Como todo poeta verdadero, siente una profunda ternura hacia la naturaleza,
una comprensión instintiva de su vida inconsciente. No sólo
la admira a la distancia como un artista sereno y observador, sino que
la absorbe totalmente como hombre y fija su huella indeleble en todas sus
ideas y sentimientos." En La estepa la descripción de la
naturaleza y las reflexiones sobre ella son de Chéjov; la percepción
de los hechos humanos le corresponde al niño protagonista.
Para el autor se trata también
de un viaje y de un reto. Es un trayecto hacia una nueva forma narrativa.
Igual que la estepa, el relato carece de límites precisos tanto
al inicio como al final.
Aparece allí un personaje
destinado a cobrar importancia en el universo chejoviano. Carece de atractivos.
Ni Gogol, ni Turguéniev, Tolstoi o Dostoievski pudieron retratarlo
porque en sus tiempos no existía. Es el empresario, el representante
del nuevo capitalismo que comienza a consolidarse en Rusia.

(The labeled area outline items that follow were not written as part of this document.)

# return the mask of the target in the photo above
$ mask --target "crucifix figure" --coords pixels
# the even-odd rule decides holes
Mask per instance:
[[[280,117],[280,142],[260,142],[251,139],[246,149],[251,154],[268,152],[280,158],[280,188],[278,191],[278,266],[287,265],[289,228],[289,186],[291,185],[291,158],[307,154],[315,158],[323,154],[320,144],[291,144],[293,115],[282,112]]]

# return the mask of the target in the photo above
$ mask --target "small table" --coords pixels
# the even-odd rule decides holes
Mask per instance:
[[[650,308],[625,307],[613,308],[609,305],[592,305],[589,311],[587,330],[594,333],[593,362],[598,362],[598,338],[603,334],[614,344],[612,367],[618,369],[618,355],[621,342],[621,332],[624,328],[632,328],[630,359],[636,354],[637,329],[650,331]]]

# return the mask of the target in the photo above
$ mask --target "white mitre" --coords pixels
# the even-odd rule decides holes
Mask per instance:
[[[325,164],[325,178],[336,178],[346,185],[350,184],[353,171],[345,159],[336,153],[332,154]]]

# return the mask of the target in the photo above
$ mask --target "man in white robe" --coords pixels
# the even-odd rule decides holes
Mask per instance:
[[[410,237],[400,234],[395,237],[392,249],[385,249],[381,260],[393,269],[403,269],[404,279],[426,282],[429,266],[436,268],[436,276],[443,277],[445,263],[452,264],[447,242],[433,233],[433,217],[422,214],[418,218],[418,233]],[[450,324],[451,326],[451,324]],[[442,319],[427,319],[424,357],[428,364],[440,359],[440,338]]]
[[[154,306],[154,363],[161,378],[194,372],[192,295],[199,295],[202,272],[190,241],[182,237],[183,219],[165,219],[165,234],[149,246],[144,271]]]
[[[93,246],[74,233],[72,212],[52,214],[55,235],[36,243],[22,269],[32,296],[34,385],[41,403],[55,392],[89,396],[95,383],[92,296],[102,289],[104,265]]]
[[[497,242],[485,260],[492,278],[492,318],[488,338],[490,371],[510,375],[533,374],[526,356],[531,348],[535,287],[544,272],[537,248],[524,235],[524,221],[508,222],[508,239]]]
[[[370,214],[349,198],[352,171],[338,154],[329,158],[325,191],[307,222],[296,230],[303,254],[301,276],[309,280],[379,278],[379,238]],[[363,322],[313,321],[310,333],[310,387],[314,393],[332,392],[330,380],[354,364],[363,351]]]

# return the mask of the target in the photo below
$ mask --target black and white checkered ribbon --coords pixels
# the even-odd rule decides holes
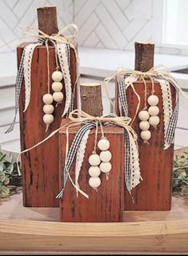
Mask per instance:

En La estepa
ese personaje se llama Varlamov; Varlamov, al igual que los representantes
de la nueva intelectualidad rusa, Stanislavski, Diaghilev, el propio Chéjov,
debía ser hijo o nieto de siervos. A Chéjov estos hombres
enérgicos y activos que empezaban a dirigir el mundo le parecían
necesarios pero también profundamente antipáticos. Egoruschka
oye hablar de Varlamov a todos los personajes con quienes tropieza en su
viaje por la estepa. Es él quien manda allí. Sin embargo,
cuando llega a verlo, pasada ya la mitad de la novela, se queda sorprendido
ante su aspecto. Pensaba contemplar a una especie de Zar y lo que encuentra
es a un hombre insignificante de gorra blanca y traje de paño ordinario.

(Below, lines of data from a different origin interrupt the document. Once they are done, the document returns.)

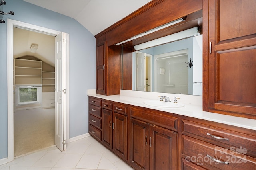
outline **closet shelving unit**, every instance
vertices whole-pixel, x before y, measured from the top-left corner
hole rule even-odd
[[[43,63],[42,74],[42,108],[54,107],[55,88],[54,67]]]
[[[14,64],[15,85],[42,84],[42,61],[15,59]]]

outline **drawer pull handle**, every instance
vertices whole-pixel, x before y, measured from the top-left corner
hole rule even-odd
[[[208,154],[206,156],[210,158],[212,160],[215,162],[217,162],[218,163],[220,163],[221,164],[226,164],[227,165],[228,165],[229,164],[228,162],[227,162],[221,161],[220,160],[218,160],[218,159],[214,159],[214,157],[211,156]]]
[[[219,137],[218,136],[215,136],[214,135],[212,135],[210,133],[207,133],[206,134],[207,135],[209,135],[209,136],[210,136],[212,137],[214,137],[215,139],[221,139],[221,140],[226,140],[227,141],[229,141],[229,139],[228,138],[225,138],[224,137]]]
[[[151,137],[149,138],[149,146],[151,147]]]

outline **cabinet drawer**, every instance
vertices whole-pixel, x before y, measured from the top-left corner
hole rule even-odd
[[[183,156],[192,163],[203,167],[210,165],[211,169],[256,169],[256,158],[187,136],[182,137]]]
[[[206,169],[194,164],[183,158],[181,160],[182,169],[183,170],[206,170]]]
[[[94,98],[89,98],[89,103],[94,105],[101,107],[101,100],[94,99]]]
[[[111,103],[108,102],[104,101],[102,102],[102,108],[104,108],[108,110],[112,110],[113,109],[113,103]]]
[[[55,100],[54,99],[51,100],[44,100],[42,101],[42,107],[54,107]]]
[[[230,149],[241,151],[240,153],[246,149],[250,156],[256,155],[255,136],[185,120],[182,121],[184,123],[183,134],[189,135],[188,133],[192,133],[218,143],[228,144],[225,145],[225,148],[228,147]]]
[[[164,128],[178,131],[178,118],[168,115],[132,107],[131,117]]]
[[[98,117],[101,118],[101,107],[89,104],[89,113]]]
[[[101,129],[101,119],[89,114],[89,122],[92,125]]]
[[[127,106],[119,104],[114,104],[114,110],[118,113],[127,115]]]
[[[42,93],[43,100],[49,100],[55,99],[55,95],[54,92],[44,92]]]
[[[94,137],[96,139],[101,141],[101,131],[91,124],[89,124],[89,133]]]

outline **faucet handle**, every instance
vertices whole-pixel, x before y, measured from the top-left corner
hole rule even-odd
[[[161,97],[161,98],[160,98],[160,101],[162,101],[164,100],[164,99],[165,96],[158,96],[158,97]]]
[[[174,100],[173,101],[174,103],[178,103],[178,101],[177,101],[177,99],[180,99],[180,98],[176,98],[176,97],[175,97],[174,98]]]

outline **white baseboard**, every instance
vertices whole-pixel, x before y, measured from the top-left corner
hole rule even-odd
[[[74,142],[74,141],[79,140],[86,137],[88,137],[88,136],[90,136],[90,135],[91,135],[89,134],[89,133],[87,133],[79,136],[76,136],[74,137],[72,137],[72,138],[70,138],[69,142]]]
[[[0,159],[0,165],[7,164],[8,162],[8,159],[7,158],[5,158],[2,159]]]

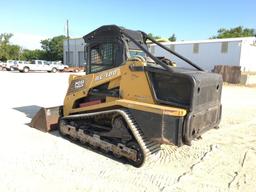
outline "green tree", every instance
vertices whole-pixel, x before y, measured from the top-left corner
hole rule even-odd
[[[65,39],[64,35],[60,35],[41,41],[41,47],[45,51],[46,60],[63,60],[63,42]]]
[[[18,45],[11,45],[11,33],[0,34],[0,60],[6,61],[8,59],[19,59],[21,54],[21,47]]]
[[[218,34],[216,36],[210,37],[210,39],[251,37],[251,36],[255,36],[255,35],[256,35],[256,33],[253,29],[238,26],[238,27],[230,28],[230,29],[221,28],[218,30]]]
[[[161,39],[160,36],[157,36],[157,35],[155,36],[155,35],[153,35],[152,33],[149,33],[148,36],[149,36],[150,38],[152,38],[152,39]]]
[[[168,40],[172,42],[176,41],[176,35],[173,33],[172,36],[168,38]]]

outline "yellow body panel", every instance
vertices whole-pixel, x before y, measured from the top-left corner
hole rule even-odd
[[[147,74],[144,71],[133,71],[133,67],[143,67],[143,61],[127,61],[124,65],[84,76],[71,76],[70,85],[64,101],[64,116],[89,112],[101,109],[110,109],[114,106],[148,111],[172,116],[185,116],[186,110],[176,107],[161,106],[153,98]],[[106,97],[105,102],[74,108],[74,102],[85,98],[90,89],[109,83],[108,89],[119,87],[120,97]]]

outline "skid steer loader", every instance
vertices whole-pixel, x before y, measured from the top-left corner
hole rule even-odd
[[[221,118],[222,78],[141,31],[115,25],[85,35],[86,75],[71,75],[64,105],[41,109],[31,126],[141,166],[161,144],[190,145]],[[150,40],[194,69],[148,51]]]

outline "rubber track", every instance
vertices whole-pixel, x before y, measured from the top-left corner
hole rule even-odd
[[[86,119],[91,118],[93,116],[98,115],[104,115],[104,114],[110,114],[110,113],[118,113],[121,115],[127,125],[129,126],[134,138],[138,142],[141,151],[144,156],[144,161],[142,162],[141,166],[150,159],[150,156],[154,153],[158,152],[160,150],[160,144],[155,143],[153,141],[150,141],[145,137],[141,129],[139,128],[138,124],[136,123],[135,119],[132,117],[132,115],[129,113],[126,109],[114,109],[114,110],[107,110],[107,111],[100,111],[100,112],[93,112],[93,113],[84,113],[84,114],[77,114],[77,115],[70,115],[63,117],[62,119],[68,120],[68,119]]]

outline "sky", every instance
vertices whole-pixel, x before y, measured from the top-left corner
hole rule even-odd
[[[26,49],[40,40],[65,35],[82,37],[108,24],[177,40],[203,40],[219,28],[256,29],[255,0],[0,0],[0,33]]]

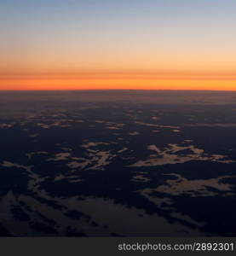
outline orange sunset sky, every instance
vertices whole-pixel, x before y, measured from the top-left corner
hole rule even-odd
[[[0,3],[0,90],[236,90],[236,1]]]

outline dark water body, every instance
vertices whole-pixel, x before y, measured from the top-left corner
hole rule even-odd
[[[0,92],[1,236],[236,236],[236,93]]]

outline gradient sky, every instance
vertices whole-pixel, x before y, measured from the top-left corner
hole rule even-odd
[[[236,90],[235,0],[0,0],[0,90]]]

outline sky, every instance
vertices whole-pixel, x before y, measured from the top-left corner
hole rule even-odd
[[[235,0],[0,0],[0,90],[235,90]]]

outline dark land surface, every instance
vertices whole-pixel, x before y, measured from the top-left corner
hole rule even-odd
[[[1,236],[236,236],[236,93],[0,92]]]

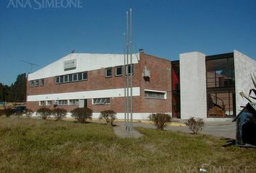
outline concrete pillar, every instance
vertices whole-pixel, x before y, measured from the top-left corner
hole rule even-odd
[[[182,53],[180,59],[181,118],[207,117],[205,55]]]

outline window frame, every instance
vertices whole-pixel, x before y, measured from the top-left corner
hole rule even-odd
[[[121,74],[116,74],[116,69],[118,68],[121,68]],[[123,76],[123,66],[116,66],[116,68],[115,68],[115,74],[116,74],[116,77],[118,77],[118,76]]]
[[[107,74],[108,74],[108,70],[110,70],[111,71],[111,75],[110,76],[108,76]],[[105,77],[106,78],[111,78],[112,77],[112,67],[108,67],[108,68],[105,68]]]

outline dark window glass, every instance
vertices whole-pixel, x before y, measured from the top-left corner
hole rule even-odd
[[[78,74],[78,81],[82,81],[82,73]]]
[[[40,79],[40,86],[44,86],[44,79]]]
[[[73,81],[77,81],[77,74],[73,74]]]
[[[72,81],[73,79],[72,79],[72,74],[69,74],[69,81]]]
[[[82,80],[87,80],[87,71],[82,73]]]
[[[67,75],[65,75],[64,76],[64,82],[68,82],[69,81],[69,79],[68,79],[68,76]]]
[[[122,76],[122,67],[118,66],[116,67],[116,76]]]
[[[63,81],[64,81],[64,76],[59,76],[59,82],[63,83]]]
[[[112,68],[108,68],[105,69],[105,77],[112,76]]]
[[[56,77],[56,83],[59,84],[59,76]]]

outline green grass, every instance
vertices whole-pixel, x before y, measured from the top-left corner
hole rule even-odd
[[[208,136],[137,128],[139,139],[108,125],[0,117],[0,172],[255,172],[256,150],[223,148]]]

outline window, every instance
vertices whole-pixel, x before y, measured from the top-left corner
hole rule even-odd
[[[67,99],[58,100],[56,102],[57,102],[58,105],[67,105]]]
[[[39,101],[39,105],[40,106],[46,105],[46,102],[45,101]]]
[[[105,69],[105,77],[112,76],[112,68],[108,68]]]
[[[78,74],[78,81],[82,81],[82,73]]]
[[[55,80],[55,82],[56,83],[56,84],[59,84],[59,78],[60,78],[60,76],[56,76],[56,80]]]
[[[39,86],[39,80],[35,80],[35,87]]]
[[[128,73],[128,74],[131,74],[131,65],[128,65],[128,66],[126,66],[126,70],[125,70],[125,71],[126,71],[126,75],[127,75],[127,73]],[[134,71],[135,71],[135,67],[134,67],[134,65],[132,64],[132,74],[134,74]]]
[[[34,81],[30,81],[30,87],[34,87]]]
[[[72,81],[73,79],[72,79],[72,74],[69,74],[69,81]]]
[[[87,80],[87,71],[82,73],[82,80]]]
[[[122,66],[116,67],[116,76],[122,76]]]
[[[65,75],[64,76],[64,82],[68,82],[69,81],[69,76],[68,75]]]
[[[97,98],[93,99],[93,105],[110,104],[110,98]]]
[[[79,105],[78,99],[69,99],[69,105]]]
[[[44,86],[44,79],[40,79],[40,86]]]
[[[87,71],[77,74],[67,74],[64,76],[56,76],[55,79],[56,84],[87,80]]]
[[[73,74],[73,81],[77,81],[77,74]]]
[[[64,76],[59,76],[59,83],[63,83],[64,81]]]
[[[166,92],[145,91],[145,97],[150,99],[166,99]]]
[[[53,101],[52,100],[46,101],[46,105],[53,105]]]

"Un hombre gris, de grandes botazas y mala montura que hablaba con los
mujiks a una hora en que todas las personas respetables aún dormían."
Dos veces lo ve usar la fusta, una para golpear a los posaderos judíos,
otra para fustigar a un personaje que no le supo dar una información
precisa. Tal es su modo de comunicarse con el mundo: su lenguaje. A Egoruschka
no se le escapa que, por insignificante que fuere el aspecto de aquel hombre,
en todo él se percibía, incluso en la manera de sostener
el fuete, una sensación de fuerza y poder sobre lo que lo rodeaba.

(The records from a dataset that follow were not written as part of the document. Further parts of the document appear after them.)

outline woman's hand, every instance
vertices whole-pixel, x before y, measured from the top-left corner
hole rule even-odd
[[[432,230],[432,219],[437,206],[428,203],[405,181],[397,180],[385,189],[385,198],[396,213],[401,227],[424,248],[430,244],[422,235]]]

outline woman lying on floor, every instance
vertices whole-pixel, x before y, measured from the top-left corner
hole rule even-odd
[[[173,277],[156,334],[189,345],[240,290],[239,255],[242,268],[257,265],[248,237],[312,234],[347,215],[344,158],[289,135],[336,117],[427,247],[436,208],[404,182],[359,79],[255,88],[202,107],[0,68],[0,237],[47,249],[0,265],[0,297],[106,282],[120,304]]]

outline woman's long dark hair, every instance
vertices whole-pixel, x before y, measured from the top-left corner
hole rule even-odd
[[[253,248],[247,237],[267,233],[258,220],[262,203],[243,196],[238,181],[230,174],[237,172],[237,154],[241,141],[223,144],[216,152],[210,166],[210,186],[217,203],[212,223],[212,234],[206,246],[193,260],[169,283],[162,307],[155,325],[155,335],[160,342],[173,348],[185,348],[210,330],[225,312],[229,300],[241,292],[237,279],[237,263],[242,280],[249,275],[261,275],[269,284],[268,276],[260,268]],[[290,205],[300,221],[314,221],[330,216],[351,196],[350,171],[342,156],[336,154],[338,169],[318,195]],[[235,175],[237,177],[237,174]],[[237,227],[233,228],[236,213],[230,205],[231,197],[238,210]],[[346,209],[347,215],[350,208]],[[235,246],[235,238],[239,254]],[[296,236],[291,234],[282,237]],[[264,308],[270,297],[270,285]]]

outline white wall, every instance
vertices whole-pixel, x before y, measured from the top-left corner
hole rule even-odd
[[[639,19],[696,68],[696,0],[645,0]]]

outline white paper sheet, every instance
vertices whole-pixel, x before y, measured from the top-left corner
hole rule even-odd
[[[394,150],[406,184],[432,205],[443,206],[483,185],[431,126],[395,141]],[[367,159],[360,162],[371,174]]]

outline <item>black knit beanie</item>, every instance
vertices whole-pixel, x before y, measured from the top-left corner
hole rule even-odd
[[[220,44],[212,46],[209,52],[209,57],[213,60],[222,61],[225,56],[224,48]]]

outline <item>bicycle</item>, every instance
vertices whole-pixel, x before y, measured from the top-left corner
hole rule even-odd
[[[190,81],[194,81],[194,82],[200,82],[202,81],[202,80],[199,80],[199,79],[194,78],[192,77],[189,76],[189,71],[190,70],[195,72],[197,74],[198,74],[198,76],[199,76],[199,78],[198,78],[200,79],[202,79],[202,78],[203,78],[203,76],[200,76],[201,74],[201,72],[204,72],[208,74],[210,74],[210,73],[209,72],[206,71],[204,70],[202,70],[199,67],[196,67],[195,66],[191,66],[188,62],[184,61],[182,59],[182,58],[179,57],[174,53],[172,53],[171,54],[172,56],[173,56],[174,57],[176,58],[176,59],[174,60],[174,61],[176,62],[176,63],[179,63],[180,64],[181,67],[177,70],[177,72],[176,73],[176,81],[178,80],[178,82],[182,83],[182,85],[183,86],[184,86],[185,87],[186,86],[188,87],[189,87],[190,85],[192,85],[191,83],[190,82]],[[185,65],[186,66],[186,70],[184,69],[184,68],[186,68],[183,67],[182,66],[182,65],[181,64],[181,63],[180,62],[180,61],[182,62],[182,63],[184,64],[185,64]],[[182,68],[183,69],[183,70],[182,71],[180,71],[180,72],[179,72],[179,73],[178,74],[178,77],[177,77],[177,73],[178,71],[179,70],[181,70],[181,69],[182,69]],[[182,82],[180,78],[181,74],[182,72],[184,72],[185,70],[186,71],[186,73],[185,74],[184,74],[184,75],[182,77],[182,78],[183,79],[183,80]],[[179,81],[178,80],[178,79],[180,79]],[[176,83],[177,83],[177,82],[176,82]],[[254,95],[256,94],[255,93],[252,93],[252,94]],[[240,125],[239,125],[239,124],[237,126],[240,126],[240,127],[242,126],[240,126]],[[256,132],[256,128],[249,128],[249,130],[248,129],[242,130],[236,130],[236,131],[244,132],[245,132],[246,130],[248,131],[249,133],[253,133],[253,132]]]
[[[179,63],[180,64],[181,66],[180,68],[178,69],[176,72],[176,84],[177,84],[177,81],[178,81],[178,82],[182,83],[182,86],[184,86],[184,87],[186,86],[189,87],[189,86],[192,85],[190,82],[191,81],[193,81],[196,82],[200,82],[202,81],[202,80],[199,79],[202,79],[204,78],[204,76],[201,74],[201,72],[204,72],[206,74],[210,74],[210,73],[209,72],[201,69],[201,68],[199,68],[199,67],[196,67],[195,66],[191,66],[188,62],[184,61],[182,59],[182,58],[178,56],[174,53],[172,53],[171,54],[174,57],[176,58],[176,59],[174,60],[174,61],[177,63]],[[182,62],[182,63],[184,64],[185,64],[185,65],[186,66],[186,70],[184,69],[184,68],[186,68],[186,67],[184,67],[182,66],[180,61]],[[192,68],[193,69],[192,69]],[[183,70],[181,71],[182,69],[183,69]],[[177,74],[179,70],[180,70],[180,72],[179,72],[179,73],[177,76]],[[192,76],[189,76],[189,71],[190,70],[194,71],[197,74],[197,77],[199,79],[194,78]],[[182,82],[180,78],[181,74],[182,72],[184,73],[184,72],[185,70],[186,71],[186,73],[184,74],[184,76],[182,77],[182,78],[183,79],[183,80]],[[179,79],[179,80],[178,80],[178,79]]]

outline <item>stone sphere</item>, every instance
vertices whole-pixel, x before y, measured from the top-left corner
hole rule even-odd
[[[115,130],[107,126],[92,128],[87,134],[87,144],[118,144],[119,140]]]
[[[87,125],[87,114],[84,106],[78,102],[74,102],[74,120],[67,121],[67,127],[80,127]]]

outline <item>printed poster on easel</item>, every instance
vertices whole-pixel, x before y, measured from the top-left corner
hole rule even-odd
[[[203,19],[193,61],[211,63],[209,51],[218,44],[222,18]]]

El puño de Varlamov decide
el destino de todos aquellos que habitan en la estepa o deambulan por ella.
Él está a la par, si no por encima de la naturaleza. Durante
una marcha realizada en una noche de tormenta, el pequeño Egoruschka
logra ver como entre sueños, a la luz de los relámpagos,
a sus compañeros de viaje. La imagen que nos transmite puede ser
la de los ciegos de Breughel. Los viejos se apoyan unos en otros, uno tiene
la cara deformada debido a una hinchazón crónica de la quijada,
otro arrastra los pies casi tumefactos; más adelante, como un sonámbulo,
avanza un viejo chantre que ha perdido la voz. Cubiertos con burdas esteras
de paja, se arrastran al lado de sus carromatos. Figuras monstruosas, desechos
de la naturaleza, son el retrato anticipado de lo que serán los
jóvenes hermosos y fornidos que caminan tras ellos, recién
iniciados en el oficio.
El primer párrafo de un relato
de Chéjov nos entrega por regla general los datos esenciales y la
tonalidad de la historia. No debemos esperar grandes sorpresas en el relato,
sino un mero desarrollo de lo que en germen se encuentra ya en la obertura.
En la página inicial de La fiesta onomástica sabemos
que Olga Mijailovna está encinta, que vive en una mansión
de provincia rodeada de amplios jardines donde ese día se ha fatigado
e irritado en exceso. Todo hace presumir que el punto de mira desde el
cual se contempla la historia es el suyo. Nos enteramos, también,
de que no vive en armonía con el mundo que la rodea. Acaba de ser
servida una comida de ocho platos y la interminable vocinglería
que la acompañó la ha cansado hasta el desfallecimiento.Tenemos
la sensación de que la sociedad que la rodea la irrita más
de lo que uno consideraría natural. En sus reflexiones aparece una
crispación que preludia la histeria y hace prever un desenlace dramático.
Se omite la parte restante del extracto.